• Anne-Marie Houdebine était une vraie vivante - Féministes en tous genres
    http://feministesentousgenres.blogs.nouvelobs.com/archive/2016/10/20/anne-marie-houdebine-592571.html

    C’est avec une très grande tristesse que nous annonçons le décès brutal d’Anne-Marie Houdebine, linguiste, sémiologue, professeure émérite à l’université Paris-Descartes, féministe et psychanalyste.

    Ce décès est terriblement injuste, plus injuste que ne l’est en lui-même tout décès. Car Anne-Marie Houdebine était, non pas une bonne vivante, non – elle avait trop d’attachement à penser juste, trop de sérieux éthique et trop de conscience politique pour cela –, mais une grande, une vraie vivante.
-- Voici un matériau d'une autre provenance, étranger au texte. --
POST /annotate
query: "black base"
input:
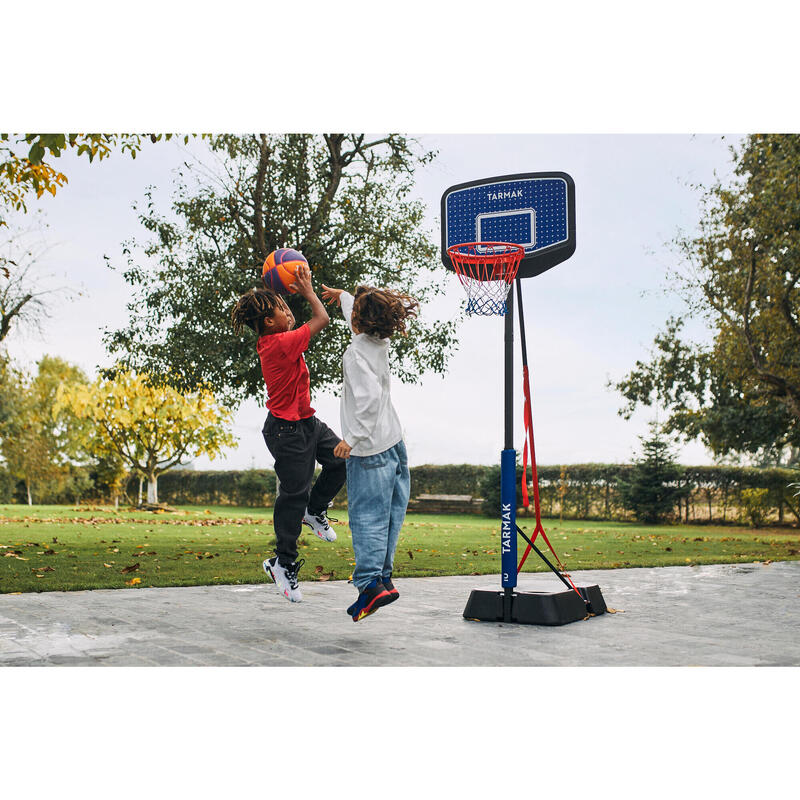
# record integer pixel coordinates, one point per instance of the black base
(535, 608)
(595, 604)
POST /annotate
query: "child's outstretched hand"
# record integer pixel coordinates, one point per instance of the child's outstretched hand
(342, 450)
(302, 281)
(330, 295)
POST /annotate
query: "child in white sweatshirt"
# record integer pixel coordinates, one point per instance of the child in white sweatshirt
(378, 480)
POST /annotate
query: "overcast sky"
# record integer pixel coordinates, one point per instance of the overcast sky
(588, 319)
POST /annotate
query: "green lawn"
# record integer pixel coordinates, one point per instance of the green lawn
(45, 548)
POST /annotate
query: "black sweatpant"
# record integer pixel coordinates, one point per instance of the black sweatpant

Aussi demeure-t-elle obstinément présente pour celles et ceux qui ont noué avec elle des liens d’amitié.

    Anne-Marie avait résolument pris le parti de la vie. Sans se leurrer. Elle avait trop lu et trop travaillé sur la violence, sur l’irréparable, et sur la Shoah en particulier, pour cela. Sa tenace volonté, son ancrage dans le présent et la fermeté de son engagement à le penser et à y œuvrer la maintenaient à ce point du côté de la vie qu’elle semblait insubmersible. Notre leurre, non pas le sien.

    Sa mort est survenue alors que « Féministes en tous genres » était en train de publier un entretien avec elle, fruit de nombreuses conversations et échanges écrits au cours de l’année 2015-2016. La publication de cet entretien entre Anne-Marie Houdebine et Sylvia Duverger se poursuivra dans les semaines à venir, conformément à ce qui avait été convenu.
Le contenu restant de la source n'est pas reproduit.